My milk started coming in on Monday night or Tuesday so Trenton is doing well with breastfeeding. Since being home it has been quite painful and I've even started to dread nursing at times because it hurts so bad. But I know this is quite normal for the first week or so. Luckily this afternoon when we nursed it wasn't nearly as painful. I'm glad to think we are both getting better at this :) My swelling has gone down quite a bit from my stitches also, but I am still in a lot of pain. I hate taking medicine, but as soon as the Ibuprofen wears off, the pain makes me want to cry almost, so I know I've got to keep that up for a little while longer. Luckily I don't have to take anything stronger than Ibuprofen though. Plus, everytime I see our little baby smile or make those hilarious angry faces at us, it makes the pain bearable at least :)
Joseph has been the most amazing husband and father these past four days and I am so very blessed to have him in my life. Throughout labor and nursing and everything he has been so encouraging and done as much as he can to help me also. I absolutely love seeing my two favorite men together. Even when Trenton makes his angry faces every time Joseph kisses him :) I guess he already thinks he's too cool for Daddy kisses...
Hopefully soon Joseph will write about his view of Trenton's birth and first few days of life, but for now, we are enjoying learning how to be our own little family and relishing in every moment with our son. He is just so funny and adorable at only 4 days old with such personality. I am so blessed to be called his mother and to watch him grow up.
Thursday, January 24, 2013
Thursday, January 17, 2013
39.5 weeks
I was going to skip posting anything this week in hopes that the next post would be the unveiling of Trenton, but I decided I'd write a little update anyways.
This week has suddenly brought on some new symptoms that I am not very fond of. Starting Sunday night, I noticed my feet were swollen. I went 39 weeks with no or very minimal, and definitely not visible, swelling anywhere and then all of the sudden with (hopefully) a week left, my feet look like I'm an Oompa Loompa. Joseph is a great husband though. He keeps saying I look beautiful and fantastic even though I do feel like an Oompa Loompa. God gave me a wonderful husband :)
Everyday at work this week has been difficult too. I did stack some boxes under my desk to have a makeshift elevated footrest to try and keep my legs up as high as possible to hopefully reduce some swelling. I'm pretty sure everyone has been wondering about it but they are nice enough not to ask :) I've also been having pretty bad pain in my leg, mostly my knee, and I can tell that my spine is so unaligned right now that my hips are uneven, making one leg shorter than the other. Which is causing the pain in my leg. Pretty much it comes down to the fact that I need to go to the chiropractor and I need to get this baby out. I'm just really hoping Trenton is on the same page.....

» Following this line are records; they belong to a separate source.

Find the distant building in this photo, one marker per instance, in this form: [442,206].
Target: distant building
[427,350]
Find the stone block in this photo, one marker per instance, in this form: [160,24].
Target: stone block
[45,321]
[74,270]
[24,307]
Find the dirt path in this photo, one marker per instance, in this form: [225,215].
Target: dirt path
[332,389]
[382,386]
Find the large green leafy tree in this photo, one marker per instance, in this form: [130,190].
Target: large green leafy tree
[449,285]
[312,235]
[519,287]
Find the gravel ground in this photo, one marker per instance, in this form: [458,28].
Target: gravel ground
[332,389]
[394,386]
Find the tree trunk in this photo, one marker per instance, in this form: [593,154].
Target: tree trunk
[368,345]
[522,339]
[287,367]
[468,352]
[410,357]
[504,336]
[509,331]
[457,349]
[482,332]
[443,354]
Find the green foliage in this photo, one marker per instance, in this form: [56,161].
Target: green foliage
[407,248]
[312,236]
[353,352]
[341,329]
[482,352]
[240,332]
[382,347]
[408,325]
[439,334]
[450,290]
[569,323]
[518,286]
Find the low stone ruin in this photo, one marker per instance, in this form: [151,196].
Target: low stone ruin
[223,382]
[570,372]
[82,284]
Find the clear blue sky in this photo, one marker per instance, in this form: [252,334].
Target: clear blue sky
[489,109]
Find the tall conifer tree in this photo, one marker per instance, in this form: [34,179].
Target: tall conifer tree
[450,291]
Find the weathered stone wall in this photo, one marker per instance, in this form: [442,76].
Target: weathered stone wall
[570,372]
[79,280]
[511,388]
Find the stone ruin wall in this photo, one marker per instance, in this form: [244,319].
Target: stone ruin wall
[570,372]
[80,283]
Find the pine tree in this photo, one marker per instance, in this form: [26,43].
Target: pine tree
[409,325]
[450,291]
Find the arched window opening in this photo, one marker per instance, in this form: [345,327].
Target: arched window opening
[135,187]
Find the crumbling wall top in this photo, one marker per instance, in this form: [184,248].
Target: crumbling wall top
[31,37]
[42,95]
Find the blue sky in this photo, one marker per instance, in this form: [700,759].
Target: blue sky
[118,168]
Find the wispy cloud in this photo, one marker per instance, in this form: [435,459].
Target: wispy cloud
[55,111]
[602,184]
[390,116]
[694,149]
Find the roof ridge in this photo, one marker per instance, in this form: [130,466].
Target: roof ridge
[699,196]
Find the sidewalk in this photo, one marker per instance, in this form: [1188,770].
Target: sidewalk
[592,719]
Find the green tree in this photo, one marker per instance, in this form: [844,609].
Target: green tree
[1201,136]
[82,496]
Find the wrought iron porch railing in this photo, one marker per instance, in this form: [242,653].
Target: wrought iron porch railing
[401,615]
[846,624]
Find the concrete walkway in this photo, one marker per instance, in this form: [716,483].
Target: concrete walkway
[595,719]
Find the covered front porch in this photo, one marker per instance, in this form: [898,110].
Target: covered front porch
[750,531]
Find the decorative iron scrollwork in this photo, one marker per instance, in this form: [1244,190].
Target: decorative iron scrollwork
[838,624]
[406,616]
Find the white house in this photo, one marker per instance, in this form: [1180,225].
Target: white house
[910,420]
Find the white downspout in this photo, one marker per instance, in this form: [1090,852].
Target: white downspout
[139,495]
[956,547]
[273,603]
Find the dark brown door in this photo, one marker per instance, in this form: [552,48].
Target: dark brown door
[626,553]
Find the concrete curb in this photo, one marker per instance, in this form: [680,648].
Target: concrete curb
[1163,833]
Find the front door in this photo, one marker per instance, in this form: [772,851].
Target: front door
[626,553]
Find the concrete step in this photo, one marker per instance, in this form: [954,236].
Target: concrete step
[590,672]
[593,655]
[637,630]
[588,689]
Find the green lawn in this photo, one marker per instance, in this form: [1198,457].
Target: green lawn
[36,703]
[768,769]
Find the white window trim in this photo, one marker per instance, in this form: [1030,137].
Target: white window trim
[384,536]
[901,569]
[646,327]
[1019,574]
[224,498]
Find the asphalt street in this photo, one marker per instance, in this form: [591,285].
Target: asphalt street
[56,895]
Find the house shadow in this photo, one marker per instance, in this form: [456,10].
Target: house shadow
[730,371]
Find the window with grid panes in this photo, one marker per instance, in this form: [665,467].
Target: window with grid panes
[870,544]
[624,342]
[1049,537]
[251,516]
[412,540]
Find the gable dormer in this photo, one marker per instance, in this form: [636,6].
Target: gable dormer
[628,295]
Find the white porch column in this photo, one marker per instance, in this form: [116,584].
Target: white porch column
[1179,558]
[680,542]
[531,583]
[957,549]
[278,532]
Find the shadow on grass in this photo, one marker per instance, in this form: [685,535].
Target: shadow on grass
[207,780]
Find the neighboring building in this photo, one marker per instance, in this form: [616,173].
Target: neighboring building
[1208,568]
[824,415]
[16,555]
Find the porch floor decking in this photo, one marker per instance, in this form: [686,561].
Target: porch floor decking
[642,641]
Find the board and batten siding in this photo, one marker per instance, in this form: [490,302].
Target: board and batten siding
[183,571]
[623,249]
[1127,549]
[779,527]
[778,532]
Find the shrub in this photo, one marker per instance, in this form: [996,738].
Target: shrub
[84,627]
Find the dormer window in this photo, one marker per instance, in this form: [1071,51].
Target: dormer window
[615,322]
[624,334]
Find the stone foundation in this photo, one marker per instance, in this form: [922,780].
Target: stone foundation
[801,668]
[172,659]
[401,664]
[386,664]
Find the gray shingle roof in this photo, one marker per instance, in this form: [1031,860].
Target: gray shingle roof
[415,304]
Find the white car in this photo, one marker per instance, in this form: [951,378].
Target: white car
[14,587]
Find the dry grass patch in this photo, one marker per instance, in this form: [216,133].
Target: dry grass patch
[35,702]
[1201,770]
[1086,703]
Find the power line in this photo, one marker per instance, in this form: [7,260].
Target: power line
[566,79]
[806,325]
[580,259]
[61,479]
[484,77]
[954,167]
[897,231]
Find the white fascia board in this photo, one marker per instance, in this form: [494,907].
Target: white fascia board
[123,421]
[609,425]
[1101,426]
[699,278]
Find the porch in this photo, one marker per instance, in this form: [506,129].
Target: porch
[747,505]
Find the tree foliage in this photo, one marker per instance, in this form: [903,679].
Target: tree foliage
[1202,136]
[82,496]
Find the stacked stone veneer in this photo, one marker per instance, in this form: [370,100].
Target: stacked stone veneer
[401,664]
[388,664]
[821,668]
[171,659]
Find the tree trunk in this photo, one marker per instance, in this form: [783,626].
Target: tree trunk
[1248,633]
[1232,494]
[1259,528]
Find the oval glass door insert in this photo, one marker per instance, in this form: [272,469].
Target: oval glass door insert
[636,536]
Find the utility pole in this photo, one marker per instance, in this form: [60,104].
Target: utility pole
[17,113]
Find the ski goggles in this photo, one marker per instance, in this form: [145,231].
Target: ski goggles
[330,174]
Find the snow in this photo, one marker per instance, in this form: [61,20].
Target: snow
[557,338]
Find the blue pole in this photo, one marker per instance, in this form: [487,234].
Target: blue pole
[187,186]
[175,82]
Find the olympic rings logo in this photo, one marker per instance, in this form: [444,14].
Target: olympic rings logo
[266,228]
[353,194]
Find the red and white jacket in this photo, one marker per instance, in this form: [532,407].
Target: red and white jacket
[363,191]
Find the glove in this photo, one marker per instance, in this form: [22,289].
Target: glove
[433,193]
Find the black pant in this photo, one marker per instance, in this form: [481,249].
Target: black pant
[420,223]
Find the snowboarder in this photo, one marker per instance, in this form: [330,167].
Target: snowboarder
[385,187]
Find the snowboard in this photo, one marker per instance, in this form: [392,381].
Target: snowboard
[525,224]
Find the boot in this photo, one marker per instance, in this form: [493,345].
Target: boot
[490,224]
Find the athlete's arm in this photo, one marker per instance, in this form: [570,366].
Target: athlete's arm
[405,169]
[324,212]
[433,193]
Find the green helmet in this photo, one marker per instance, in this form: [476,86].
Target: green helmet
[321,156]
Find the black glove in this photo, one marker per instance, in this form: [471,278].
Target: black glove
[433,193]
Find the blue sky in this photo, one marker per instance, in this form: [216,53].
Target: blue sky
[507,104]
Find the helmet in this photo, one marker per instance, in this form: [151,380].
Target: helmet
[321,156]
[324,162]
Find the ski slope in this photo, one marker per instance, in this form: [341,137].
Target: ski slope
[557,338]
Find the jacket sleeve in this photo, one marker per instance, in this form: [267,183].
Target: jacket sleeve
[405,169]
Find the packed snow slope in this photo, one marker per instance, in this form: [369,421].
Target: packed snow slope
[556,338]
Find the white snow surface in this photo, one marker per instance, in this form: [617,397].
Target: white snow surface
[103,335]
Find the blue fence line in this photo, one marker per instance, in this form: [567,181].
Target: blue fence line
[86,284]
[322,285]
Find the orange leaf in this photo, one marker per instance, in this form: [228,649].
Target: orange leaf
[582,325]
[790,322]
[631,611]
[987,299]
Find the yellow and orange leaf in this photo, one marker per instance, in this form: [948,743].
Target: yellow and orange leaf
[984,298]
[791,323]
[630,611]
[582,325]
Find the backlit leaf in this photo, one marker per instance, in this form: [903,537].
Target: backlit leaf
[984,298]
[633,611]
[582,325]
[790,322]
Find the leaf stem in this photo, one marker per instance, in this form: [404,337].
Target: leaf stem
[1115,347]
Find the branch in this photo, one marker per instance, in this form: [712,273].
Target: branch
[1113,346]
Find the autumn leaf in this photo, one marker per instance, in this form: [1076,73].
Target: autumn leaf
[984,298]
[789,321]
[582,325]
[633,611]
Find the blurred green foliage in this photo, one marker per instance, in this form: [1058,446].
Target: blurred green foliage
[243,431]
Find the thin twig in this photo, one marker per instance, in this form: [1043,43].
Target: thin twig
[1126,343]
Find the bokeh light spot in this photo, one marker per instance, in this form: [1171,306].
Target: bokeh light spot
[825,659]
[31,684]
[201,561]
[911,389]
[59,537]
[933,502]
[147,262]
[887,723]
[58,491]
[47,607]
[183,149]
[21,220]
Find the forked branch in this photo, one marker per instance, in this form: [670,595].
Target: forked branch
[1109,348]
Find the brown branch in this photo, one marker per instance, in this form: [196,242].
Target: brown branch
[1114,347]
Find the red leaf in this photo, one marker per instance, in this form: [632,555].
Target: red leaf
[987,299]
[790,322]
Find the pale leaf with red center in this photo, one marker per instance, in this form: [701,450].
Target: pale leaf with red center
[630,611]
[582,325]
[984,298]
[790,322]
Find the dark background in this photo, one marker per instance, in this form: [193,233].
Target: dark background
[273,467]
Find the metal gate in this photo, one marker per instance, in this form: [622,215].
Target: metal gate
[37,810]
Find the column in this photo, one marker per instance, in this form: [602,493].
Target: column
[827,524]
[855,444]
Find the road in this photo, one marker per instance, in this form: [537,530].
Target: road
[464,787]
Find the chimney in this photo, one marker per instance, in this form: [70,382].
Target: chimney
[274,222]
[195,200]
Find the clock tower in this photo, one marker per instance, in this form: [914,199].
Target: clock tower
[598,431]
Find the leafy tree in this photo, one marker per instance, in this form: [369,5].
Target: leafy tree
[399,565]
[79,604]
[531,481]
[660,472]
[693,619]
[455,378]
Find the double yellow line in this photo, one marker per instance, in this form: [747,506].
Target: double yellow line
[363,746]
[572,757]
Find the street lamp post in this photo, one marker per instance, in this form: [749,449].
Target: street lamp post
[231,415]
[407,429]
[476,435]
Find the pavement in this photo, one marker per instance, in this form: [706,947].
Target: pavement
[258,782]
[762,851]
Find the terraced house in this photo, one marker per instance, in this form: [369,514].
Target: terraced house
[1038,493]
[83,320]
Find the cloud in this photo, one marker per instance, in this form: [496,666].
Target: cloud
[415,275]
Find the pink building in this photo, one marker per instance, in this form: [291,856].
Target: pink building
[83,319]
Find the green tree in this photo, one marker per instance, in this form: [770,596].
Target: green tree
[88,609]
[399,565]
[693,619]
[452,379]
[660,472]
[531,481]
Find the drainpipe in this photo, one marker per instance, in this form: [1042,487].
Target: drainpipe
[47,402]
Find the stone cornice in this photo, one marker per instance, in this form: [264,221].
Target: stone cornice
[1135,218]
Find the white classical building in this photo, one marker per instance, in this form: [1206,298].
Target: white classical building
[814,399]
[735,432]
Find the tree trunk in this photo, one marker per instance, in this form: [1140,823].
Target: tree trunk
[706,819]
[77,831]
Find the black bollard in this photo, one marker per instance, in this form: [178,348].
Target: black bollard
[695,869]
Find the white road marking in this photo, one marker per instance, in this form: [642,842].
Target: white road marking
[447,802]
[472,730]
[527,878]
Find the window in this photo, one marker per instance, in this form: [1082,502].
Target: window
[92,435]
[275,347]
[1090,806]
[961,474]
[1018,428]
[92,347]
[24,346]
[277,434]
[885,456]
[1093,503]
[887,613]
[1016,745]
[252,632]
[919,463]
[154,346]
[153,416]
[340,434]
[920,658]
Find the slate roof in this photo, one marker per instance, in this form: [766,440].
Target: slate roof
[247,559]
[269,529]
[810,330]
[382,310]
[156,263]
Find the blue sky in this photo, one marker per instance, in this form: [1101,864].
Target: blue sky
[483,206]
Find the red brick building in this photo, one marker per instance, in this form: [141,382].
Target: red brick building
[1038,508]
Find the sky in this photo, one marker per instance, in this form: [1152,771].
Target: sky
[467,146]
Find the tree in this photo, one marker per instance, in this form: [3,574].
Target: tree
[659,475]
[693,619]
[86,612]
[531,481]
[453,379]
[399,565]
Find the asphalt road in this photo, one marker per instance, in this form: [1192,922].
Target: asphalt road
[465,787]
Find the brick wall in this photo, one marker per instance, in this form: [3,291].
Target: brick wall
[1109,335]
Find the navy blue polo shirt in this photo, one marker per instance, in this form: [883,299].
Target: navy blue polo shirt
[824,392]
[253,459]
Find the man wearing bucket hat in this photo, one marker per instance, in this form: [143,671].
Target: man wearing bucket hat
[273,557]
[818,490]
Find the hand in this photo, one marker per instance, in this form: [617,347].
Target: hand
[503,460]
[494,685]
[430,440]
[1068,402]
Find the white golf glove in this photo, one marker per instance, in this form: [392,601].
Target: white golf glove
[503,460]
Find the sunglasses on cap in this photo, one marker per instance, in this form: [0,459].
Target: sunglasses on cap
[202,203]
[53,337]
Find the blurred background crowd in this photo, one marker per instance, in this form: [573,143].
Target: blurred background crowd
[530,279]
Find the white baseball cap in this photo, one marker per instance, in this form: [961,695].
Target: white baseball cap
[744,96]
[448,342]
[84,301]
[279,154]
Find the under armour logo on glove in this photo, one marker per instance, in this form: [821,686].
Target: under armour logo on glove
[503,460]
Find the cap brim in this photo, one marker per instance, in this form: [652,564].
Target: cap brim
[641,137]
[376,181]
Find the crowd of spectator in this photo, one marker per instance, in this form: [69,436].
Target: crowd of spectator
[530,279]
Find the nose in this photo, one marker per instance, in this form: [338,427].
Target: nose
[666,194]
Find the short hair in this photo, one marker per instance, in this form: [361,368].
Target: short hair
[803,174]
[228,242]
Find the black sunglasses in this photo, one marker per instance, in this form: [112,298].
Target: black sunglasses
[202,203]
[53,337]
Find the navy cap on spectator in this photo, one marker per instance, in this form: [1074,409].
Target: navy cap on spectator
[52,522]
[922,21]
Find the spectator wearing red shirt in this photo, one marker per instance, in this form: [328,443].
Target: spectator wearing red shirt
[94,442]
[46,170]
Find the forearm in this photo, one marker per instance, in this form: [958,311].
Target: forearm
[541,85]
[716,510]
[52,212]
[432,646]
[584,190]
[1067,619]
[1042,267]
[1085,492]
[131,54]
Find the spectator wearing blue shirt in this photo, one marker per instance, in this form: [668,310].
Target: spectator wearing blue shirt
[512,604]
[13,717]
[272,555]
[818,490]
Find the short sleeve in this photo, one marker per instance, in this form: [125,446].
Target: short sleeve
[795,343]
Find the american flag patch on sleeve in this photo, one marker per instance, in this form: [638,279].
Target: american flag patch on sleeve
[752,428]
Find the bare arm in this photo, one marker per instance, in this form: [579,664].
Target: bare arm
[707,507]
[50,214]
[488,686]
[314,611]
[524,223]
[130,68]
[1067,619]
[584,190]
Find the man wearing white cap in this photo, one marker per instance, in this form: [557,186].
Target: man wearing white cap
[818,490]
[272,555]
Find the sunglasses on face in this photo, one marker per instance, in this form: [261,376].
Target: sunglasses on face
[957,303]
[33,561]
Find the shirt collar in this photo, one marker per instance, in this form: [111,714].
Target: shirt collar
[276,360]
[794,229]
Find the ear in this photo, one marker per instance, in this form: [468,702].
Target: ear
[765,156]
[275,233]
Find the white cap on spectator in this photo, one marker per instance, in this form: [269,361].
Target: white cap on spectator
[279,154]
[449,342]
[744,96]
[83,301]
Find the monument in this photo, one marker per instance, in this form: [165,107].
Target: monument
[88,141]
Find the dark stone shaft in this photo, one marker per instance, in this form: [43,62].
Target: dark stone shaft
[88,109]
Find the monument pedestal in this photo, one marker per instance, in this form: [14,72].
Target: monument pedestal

My entire team at work have really been voting for me to still be here this week since one client that we file quarterly claims for, I am a huge part of and really only I have ever done this particular part of it. Even though I have prepared a very detailed step-by-step spreadsheet of what I do since I won't be here for next quarter, they all have dreaded the fact of me leaving for 3 months. And even though my boss told me on Monday that I am not allowed to go into labor this week, I still feel loved. They are going to miss me :)
When I went to the doctor on Monday for my 39 week appointment, I was about 1cm dilated and partially effaced (I forgot what percentage he said though). Which is good that there was some progress finally, but now that it is Thursday, I am really hoping there has been more and more progress every day since. I do have two theories about our son though. Well one comes from Joseph, but either he is going to be like his daddy and come on his own sweet time just like a West would, and possibly come late just out of spite, like a West would....(Daddy's theory) or he is going to be like his mommy and like schedules and timelines and he is going to come on the exact day he is scheduled to come. We all know that it is way more likely for a baby to come late though and it is very rare for one to be born on the exact due date. But we shall see! Sunday is Joseph's birthday so maybe Trenton will want to be just like his daddy..... :)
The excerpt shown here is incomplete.